Voegelin macht in der vorliegenden Schrift Verschiedenerlei: einerseits untersucht er Vorstellungen, die sich in der Alltagsrede über das Recht sedimentiert haben und führt sie mit philosophischen Rechtsvorstellungen und ihrer Geschichte eng. Dabei  gelingen zuweilen  äußerst instruktive Kurzreferate über z.B. die Geschichte der Rechtsvorstellungen. Und auf der anderen Seite geht er analytisch vor und beleuchtet Begriffe wie Geltung, Regel, Norm und Repräsentation. Im vorletzten Kapitel: Die apersonale Geltung von Rechtsregeln entwirft Voegelin eine Theorie von der Gesellschaft als einer sich selbst organisierenden Entität und kommt damit, was mich sehr überrascht hat, in die Nähe Luhmannscher Theoriebildung.

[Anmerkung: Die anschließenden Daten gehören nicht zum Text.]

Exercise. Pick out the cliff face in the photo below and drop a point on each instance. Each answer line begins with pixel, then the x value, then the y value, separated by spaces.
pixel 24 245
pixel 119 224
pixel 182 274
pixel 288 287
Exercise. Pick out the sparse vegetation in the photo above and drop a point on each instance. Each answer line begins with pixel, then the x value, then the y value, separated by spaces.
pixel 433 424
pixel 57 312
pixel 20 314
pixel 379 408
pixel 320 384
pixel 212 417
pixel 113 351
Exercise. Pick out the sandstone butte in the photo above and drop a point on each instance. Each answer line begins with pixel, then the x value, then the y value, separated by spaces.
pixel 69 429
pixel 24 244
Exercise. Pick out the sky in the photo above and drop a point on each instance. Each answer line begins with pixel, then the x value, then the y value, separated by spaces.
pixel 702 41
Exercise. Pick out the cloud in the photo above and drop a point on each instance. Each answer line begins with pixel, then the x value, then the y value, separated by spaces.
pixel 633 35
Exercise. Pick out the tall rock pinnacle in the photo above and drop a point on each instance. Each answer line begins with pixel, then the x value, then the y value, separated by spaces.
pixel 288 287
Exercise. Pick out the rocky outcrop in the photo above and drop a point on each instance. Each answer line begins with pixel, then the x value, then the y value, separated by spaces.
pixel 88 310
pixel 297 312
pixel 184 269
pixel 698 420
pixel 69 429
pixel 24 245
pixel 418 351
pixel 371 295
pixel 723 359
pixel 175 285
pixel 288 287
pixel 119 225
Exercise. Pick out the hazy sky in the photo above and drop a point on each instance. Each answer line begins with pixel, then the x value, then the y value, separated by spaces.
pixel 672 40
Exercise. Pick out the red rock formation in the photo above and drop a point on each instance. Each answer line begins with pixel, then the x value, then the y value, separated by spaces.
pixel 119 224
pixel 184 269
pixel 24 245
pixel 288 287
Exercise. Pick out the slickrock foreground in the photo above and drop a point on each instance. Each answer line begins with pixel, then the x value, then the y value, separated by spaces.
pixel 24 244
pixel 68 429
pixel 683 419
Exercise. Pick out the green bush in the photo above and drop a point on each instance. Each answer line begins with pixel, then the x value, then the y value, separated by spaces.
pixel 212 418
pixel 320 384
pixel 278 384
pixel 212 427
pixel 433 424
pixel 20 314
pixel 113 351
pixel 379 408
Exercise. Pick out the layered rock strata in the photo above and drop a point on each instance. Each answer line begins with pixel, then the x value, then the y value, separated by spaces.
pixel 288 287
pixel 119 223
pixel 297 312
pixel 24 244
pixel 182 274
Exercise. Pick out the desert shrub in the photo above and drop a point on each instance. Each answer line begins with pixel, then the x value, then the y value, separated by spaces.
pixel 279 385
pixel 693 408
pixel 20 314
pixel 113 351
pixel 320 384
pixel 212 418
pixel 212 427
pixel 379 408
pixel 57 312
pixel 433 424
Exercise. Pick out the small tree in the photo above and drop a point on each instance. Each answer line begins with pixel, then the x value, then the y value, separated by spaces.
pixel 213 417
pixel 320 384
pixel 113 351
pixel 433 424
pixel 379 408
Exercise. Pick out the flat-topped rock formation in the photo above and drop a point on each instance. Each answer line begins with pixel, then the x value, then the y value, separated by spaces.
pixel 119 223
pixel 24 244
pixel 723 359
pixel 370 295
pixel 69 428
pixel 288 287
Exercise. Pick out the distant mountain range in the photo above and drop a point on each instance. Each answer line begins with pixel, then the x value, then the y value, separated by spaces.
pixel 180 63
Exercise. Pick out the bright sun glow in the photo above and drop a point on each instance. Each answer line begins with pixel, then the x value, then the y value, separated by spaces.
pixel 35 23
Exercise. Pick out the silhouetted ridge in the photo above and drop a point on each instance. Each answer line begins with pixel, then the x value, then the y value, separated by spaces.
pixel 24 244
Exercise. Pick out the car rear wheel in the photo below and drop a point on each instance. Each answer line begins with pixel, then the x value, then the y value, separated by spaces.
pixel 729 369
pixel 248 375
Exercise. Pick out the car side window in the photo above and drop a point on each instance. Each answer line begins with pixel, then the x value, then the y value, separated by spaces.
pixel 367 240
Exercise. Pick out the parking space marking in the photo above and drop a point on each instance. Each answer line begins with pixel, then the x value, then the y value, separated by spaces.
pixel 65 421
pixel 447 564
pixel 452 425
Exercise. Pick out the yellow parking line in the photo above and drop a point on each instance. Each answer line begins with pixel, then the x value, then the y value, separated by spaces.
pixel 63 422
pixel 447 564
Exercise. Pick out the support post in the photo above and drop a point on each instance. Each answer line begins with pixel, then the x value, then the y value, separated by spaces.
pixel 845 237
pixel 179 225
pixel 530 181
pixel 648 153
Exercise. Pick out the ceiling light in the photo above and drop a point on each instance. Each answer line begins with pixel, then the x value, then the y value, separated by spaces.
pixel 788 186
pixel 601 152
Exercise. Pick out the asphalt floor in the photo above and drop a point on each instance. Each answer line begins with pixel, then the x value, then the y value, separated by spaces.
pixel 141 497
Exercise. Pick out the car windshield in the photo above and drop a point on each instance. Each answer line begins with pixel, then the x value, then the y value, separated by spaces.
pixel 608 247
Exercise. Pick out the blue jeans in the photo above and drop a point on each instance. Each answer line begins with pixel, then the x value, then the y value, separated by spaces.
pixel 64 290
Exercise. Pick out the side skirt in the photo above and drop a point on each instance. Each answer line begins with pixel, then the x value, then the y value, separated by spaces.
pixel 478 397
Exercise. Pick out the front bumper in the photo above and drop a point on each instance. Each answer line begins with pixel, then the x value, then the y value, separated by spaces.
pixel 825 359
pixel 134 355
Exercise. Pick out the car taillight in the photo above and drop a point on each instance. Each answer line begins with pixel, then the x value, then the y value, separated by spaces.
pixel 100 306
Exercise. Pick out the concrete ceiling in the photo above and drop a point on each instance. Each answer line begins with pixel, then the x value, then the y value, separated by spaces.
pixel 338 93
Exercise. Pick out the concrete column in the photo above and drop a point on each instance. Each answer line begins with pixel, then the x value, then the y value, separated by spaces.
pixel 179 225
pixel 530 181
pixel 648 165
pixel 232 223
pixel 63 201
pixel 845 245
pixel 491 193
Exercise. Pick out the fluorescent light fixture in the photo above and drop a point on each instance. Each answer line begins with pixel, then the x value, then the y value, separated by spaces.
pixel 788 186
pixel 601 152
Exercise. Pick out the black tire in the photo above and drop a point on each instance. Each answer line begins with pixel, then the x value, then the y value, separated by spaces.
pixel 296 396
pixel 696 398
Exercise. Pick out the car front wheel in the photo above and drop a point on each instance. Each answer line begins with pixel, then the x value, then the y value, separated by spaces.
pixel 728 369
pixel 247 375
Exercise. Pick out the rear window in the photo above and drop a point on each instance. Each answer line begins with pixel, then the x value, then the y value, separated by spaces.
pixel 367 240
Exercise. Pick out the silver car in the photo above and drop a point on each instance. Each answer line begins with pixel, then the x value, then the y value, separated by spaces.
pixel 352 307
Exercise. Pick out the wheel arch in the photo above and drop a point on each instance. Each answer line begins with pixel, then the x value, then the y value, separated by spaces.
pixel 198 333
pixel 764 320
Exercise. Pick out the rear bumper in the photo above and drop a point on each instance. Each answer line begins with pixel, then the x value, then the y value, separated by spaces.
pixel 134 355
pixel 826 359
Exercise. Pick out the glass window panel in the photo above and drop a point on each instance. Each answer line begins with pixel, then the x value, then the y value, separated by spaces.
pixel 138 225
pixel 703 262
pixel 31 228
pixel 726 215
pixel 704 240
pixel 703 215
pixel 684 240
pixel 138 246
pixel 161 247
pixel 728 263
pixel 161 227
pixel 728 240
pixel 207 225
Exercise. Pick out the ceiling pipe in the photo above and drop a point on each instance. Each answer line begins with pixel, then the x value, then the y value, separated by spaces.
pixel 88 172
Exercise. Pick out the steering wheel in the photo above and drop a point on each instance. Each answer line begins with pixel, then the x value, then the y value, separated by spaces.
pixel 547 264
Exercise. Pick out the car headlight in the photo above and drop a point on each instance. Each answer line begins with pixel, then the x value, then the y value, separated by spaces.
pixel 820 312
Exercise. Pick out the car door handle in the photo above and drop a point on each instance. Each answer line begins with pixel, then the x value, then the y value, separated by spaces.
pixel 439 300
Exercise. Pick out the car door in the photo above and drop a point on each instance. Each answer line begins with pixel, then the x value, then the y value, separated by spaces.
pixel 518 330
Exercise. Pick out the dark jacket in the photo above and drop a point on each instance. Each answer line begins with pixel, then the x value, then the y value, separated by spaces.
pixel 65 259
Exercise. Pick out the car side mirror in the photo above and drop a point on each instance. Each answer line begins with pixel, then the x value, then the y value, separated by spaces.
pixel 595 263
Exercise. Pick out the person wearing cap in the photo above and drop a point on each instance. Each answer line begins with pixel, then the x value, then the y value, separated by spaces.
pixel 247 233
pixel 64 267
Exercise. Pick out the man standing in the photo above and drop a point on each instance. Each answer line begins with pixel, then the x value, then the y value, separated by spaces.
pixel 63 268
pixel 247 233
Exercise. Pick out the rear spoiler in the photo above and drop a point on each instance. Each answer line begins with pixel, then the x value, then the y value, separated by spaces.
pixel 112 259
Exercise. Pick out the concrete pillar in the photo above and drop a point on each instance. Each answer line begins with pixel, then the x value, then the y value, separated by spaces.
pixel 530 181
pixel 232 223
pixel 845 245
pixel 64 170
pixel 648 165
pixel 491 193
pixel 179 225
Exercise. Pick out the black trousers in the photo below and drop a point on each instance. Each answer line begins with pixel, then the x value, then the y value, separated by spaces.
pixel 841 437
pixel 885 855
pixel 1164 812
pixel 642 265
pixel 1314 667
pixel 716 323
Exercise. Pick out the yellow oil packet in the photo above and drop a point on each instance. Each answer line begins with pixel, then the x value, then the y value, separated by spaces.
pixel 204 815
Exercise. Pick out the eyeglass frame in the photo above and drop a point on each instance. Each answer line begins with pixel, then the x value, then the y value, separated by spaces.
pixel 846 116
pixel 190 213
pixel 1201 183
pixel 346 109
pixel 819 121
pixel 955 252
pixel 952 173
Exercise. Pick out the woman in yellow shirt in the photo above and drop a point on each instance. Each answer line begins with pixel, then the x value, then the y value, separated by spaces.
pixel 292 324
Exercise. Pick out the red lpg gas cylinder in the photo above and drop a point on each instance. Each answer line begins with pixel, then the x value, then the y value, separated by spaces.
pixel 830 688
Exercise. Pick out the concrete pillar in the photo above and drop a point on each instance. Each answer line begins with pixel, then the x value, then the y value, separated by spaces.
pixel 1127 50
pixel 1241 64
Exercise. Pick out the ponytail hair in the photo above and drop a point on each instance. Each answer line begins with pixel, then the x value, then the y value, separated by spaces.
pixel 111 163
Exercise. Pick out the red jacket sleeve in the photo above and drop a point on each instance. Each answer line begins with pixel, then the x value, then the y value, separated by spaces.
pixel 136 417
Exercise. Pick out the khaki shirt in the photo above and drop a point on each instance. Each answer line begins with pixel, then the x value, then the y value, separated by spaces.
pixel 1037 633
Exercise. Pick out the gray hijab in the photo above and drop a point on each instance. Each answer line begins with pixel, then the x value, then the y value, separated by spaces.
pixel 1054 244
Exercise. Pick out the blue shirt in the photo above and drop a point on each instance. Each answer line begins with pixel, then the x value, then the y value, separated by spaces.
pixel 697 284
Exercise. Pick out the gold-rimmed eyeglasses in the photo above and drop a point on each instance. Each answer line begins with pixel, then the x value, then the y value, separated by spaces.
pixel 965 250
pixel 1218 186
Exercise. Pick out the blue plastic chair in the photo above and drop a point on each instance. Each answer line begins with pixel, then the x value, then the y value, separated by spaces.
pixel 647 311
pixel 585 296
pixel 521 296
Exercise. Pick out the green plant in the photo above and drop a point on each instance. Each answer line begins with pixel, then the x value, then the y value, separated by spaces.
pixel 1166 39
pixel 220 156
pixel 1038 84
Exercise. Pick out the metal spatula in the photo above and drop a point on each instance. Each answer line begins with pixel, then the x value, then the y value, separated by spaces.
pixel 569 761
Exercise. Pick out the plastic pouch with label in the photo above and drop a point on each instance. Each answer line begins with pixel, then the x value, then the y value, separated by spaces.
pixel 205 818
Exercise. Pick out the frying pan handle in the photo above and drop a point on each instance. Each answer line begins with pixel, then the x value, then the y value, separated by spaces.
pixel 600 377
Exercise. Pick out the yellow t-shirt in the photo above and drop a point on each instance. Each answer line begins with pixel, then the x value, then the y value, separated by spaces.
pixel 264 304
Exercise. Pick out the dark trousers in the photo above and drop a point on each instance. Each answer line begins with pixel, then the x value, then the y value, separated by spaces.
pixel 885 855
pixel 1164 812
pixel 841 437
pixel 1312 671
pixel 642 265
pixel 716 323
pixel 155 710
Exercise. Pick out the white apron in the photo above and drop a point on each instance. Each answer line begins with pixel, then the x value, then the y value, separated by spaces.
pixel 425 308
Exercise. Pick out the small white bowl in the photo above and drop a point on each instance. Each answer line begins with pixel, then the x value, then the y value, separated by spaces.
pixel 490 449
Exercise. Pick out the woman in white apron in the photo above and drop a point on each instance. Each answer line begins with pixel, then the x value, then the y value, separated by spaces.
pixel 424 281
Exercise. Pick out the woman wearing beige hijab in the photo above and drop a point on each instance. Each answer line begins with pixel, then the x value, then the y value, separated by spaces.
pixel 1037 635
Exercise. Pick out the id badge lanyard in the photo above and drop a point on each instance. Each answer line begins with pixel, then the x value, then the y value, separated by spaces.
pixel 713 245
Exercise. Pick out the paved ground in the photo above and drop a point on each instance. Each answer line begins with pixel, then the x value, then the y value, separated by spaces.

Die „Natur des Rechts“ ist eine Vorlesung die Voegelin in den 50ziger Jahren in den USA gehalten hat und die von Thomas Nawrath ins Deutsche übertragen und Reich kommentiert wurde. Allein der Titel hätte mich während meines Philosophiestudiums Anfang der Neunzigerjahre abgeschreckt. Zumal Voegelins Text auf Folgendes hinausläuft:

„Nichtsdestoweniger bleibt die Beziehung der drei Autoritäten, der Macht, der Vernunft und der Offenbarung von allererster Wichtigkeit, wenn es um die Verwirklichung der wahren Ordnung in der Gesellschaft geht, sobald sich die normativen Autoritäten aus dem Mythos ausdifferenziert haben. Man könnte mit etwas Vorsicht formulieren, dass die Balance dieser drei Autoritäten die Bedingung der wahren Ordnung der westlichen Zivilisation darstellt."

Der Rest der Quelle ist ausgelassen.